We live in perilous times. On the domestic stage, Americans continue to protest police violence. Around the world, terrorists continue to engage in horrific murderous acts like the Taliban’s recent rampage killing nearly 150 school children.
While such peril can and does easily lead to violent acts of retribution, attempts to justify torture, or on the personal level, sinking into depression, unless we choose to allow those who commit these horrific acts of unjustified violence to prevail, we must find ways to keep our sanity and allow the best parts of humanity to rise to the top.
At a basic level, if individuals, communities and nations are unable to talk with each other, then their ability to resolve grievances is severely compromised.

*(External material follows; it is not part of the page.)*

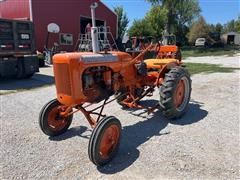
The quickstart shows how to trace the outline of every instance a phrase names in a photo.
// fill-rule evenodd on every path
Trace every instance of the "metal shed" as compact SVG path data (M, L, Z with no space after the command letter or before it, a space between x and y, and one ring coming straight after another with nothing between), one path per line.
M51 35L49 46L57 42L61 50L72 51L79 34L84 33L86 25L91 22L90 4L93 2L99 4L97 25L109 26L117 38L117 15L100 0L0 0L0 18L33 21L38 51L43 51L47 25L56 23L60 26L60 33Z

Today, we finally see the end of a failed policy through which the United States refused to talk with Cuba, as President Obama announced the restoration of diplomatic relations after 50 years. While each nation continues to have grievances with each other, with normal diplomatic relations, the opportunity now exists to solve problems rather than exacerbate them.
In the Middle East, we have seen that the inability of Israel and the Palestinians to successfully negotiate a resolution of their longstanding grievances has fanned the flames of violent acts committed by extremists on both sides. The world watches anxiously as Israeli elections in March may determine whether a path towards a peaceful resolution can be achieved.
At the local level, I continue to work to engage in dialogue with whomever is willing on difficult topics. In the Jewish community, talking about Israel and its conflict with the Palestinians is a touchy subject, which splits friends and family. Fortunately, as I have written previously, there is a way to engage in safe & meaningful dialogue, through the methods developed by the Jewish Dialogue Group. Utilizing these methods of facilitated dialogue, I helped bring the Madison Jewish community together earlier this year for 3 such sessions co-sponsored by my own synagogue, Congregation Shaarei Shamayim, Madison’s other two synagogues, Temple Beth El and the Beth Israel Center, the University of Wisconsin Hillel and the Jewish Federation of Madison. Each session had about 12 participants, including members of all 3 synagogues, as well as unaffiliated Jews. Feedback after the sessions was overwhelmingly positive with the only significant critique being that many wanted to participate in additional sessions.
Given that success and the desire for ongoing dialogue, with my coordination, these same 5 organizations came together to obtain an Innovation grant from the Jewish Federation of Madison which will allow us to convene dialogue sessions on a monthly basis throughout 2015. We will gear some sessions for those who have never participated in such a dialogue and other sessions for those who want to deepen their experience by participating in additional sessions. In addition, some sessions will target affinity groups, including young adults, college students, interfaith couples, Jewish institutional leadership and Camp Shalom staff.
The first 2 sessions are scheduled to take place at UW Hillel on:
- January 28th-7-9 PM for young adults (20-30 something); and
- February 12th-7-9 PM for college students.
Additional sessions will be announced in the coming weeks.
RSVPs are required and space is limited to 15 participants to ensure that all participants have a full chance to engage in meaningful dialogue. You can get more information and register by e-mailing: email@example.com .
From the local to the international, through dialogue, we can achieve peace & justice.